Dubai/Beirut: Saudi Arabia’s central bank is giving itself more tools to help lenders navigate the fallout from low oil prices and the kingdom’s austerity measures.

The Saudi Arabian Monetary Agency, as the central bank is known, said it’s introducing 90-day repurchase agreements and will reduce the weekly debt issuance to 3 billion riyals (Dh2.9 billion, $800 million) from 9 billion riyals.

The decisions, which take effect from October 30, aim to “enhance the domestic monetary conditions,” the central bank said in a statement on Thursday.

It has taken measures to ease a cash crunch threatening to curb lending and slow economic growth. Last month, it decided to inject about 20 billion riyals ($5.3 billion) for banks via deposits from state-run companies. It also introduced seven-day and 28-day repurchase agreements, in addition to the existing overnight operation.

Subsidies

The world’s biggest oil exporter is facing its toughest economic challenge in years as a halving of oil prices pushed it to cut subsidies, wages and spending as well as boost borrowing to bridge the widest budget deficit since 1992. The cash squeeze among the nation’s lenders has driven borrowing rates to near their highest since 2009.

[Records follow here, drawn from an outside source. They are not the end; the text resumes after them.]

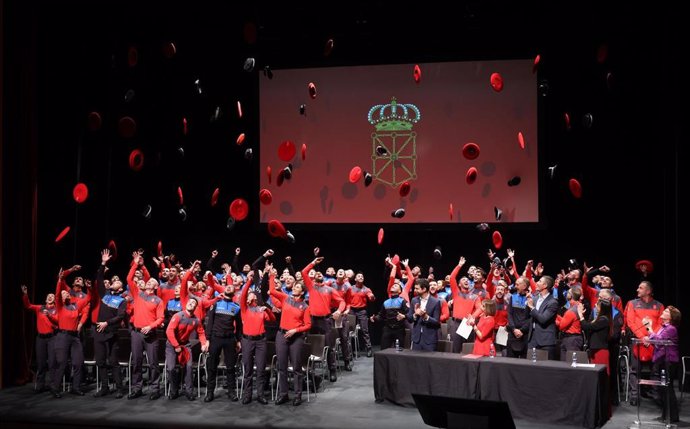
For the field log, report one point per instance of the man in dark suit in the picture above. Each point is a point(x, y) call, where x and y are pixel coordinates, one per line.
point(542, 333)
point(424, 314)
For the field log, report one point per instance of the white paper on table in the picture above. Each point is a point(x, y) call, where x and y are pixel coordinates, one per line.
point(502, 336)
point(464, 330)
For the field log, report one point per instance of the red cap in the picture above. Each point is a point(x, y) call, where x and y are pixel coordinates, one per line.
point(214, 197)
point(80, 192)
point(650, 266)
point(183, 356)
point(95, 121)
point(404, 189)
point(169, 50)
point(498, 240)
point(276, 229)
point(132, 56)
point(496, 82)
point(265, 197)
point(355, 174)
point(328, 48)
point(286, 151)
point(471, 175)
point(126, 127)
point(136, 160)
point(239, 209)
point(470, 151)
point(113, 249)
point(62, 234)
point(575, 188)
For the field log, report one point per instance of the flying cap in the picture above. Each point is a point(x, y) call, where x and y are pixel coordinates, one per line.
point(417, 73)
point(496, 82)
point(404, 189)
point(286, 151)
point(398, 213)
point(126, 127)
point(470, 151)
point(368, 178)
point(249, 64)
point(276, 229)
point(265, 197)
point(214, 197)
point(136, 160)
point(650, 266)
point(497, 239)
point(471, 175)
point(80, 192)
point(498, 213)
point(169, 50)
point(355, 174)
point(239, 209)
point(575, 188)
point(95, 121)
point(62, 234)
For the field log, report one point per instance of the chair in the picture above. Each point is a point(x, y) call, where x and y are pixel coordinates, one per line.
point(444, 346)
point(686, 368)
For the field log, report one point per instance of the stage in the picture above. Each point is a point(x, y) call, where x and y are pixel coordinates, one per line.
point(347, 403)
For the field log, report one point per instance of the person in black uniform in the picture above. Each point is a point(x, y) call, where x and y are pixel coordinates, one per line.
point(111, 312)
point(223, 326)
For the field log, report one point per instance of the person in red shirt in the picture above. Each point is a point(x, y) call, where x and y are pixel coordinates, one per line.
point(325, 306)
point(179, 329)
point(358, 306)
point(71, 318)
point(294, 323)
point(484, 329)
point(46, 322)
point(254, 345)
point(147, 316)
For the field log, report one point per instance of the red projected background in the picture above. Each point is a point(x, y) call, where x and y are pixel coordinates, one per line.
point(397, 130)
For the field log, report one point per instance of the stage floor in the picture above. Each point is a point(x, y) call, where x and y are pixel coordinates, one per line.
point(348, 403)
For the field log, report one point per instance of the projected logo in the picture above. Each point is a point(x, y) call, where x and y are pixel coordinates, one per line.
point(394, 144)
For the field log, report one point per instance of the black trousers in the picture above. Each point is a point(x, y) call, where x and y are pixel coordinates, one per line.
point(254, 354)
point(292, 348)
point(106, 350)
point(229, 348)
point(68, 347)
point(45, 361)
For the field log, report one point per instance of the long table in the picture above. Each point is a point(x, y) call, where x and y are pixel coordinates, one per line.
point(545, 391)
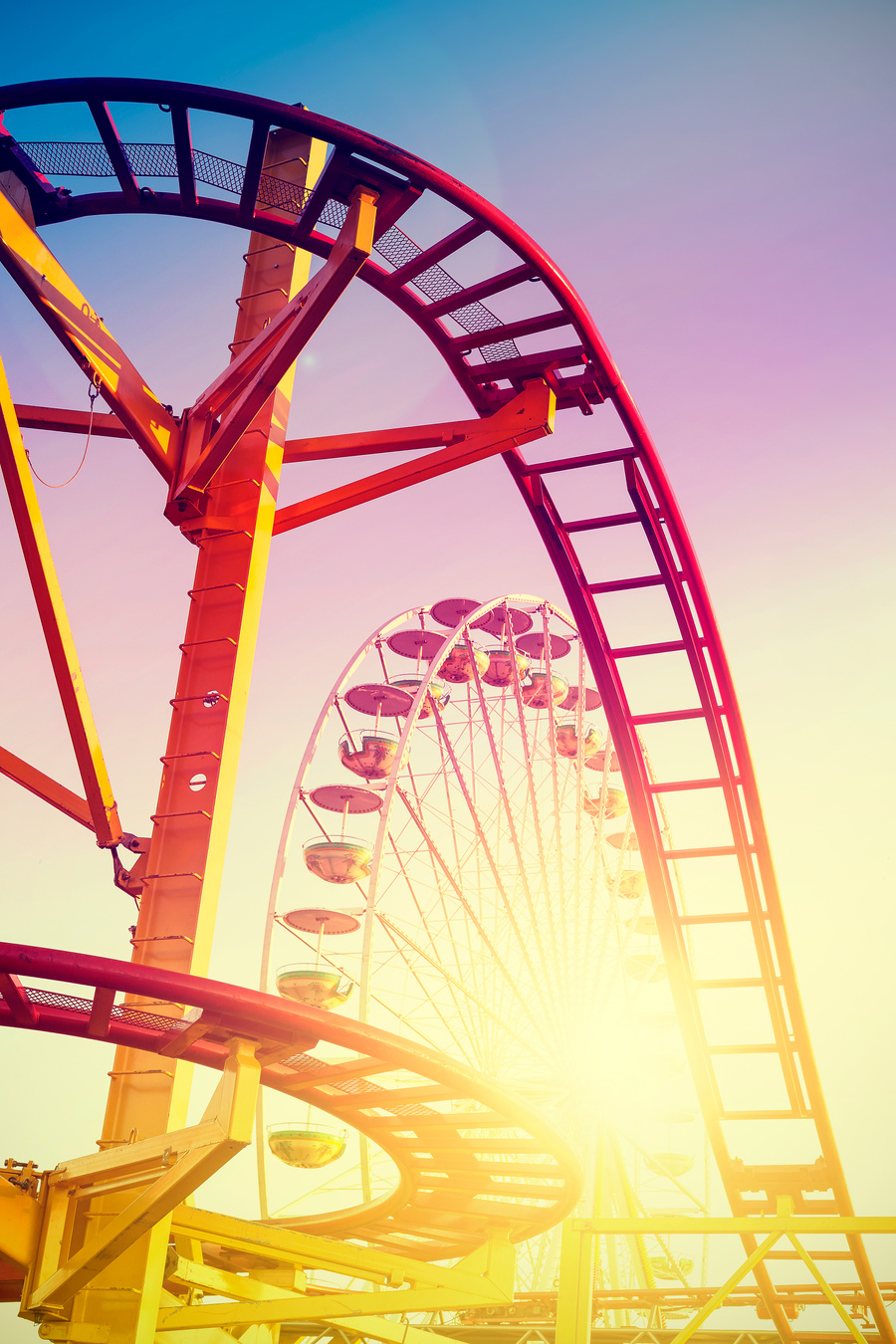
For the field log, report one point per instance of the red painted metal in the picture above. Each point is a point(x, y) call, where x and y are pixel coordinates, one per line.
point(581, 375)
point(410, 1218)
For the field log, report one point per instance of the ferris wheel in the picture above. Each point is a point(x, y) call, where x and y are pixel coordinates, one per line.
point(493, 907)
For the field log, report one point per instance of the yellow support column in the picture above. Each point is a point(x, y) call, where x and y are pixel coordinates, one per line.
point(184, 864)
point(576, 1274)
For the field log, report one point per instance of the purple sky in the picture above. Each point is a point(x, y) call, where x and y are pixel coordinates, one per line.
point(716, 180)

Introducing 90-day repurchase agreements “is one more measure to boost liquidity and lower borrowing costs,” said Mohammad Abu Basha, a Cairo-based economist at investment bank EFG-Hermes.

Saudi Arabia sold $17.5 billion of dollar bonds on October 19, an unprecedented amount for a developing nation, after raising 94 billion riyals from the sale of government bonds to local banks and institutions in the first eight months of the year.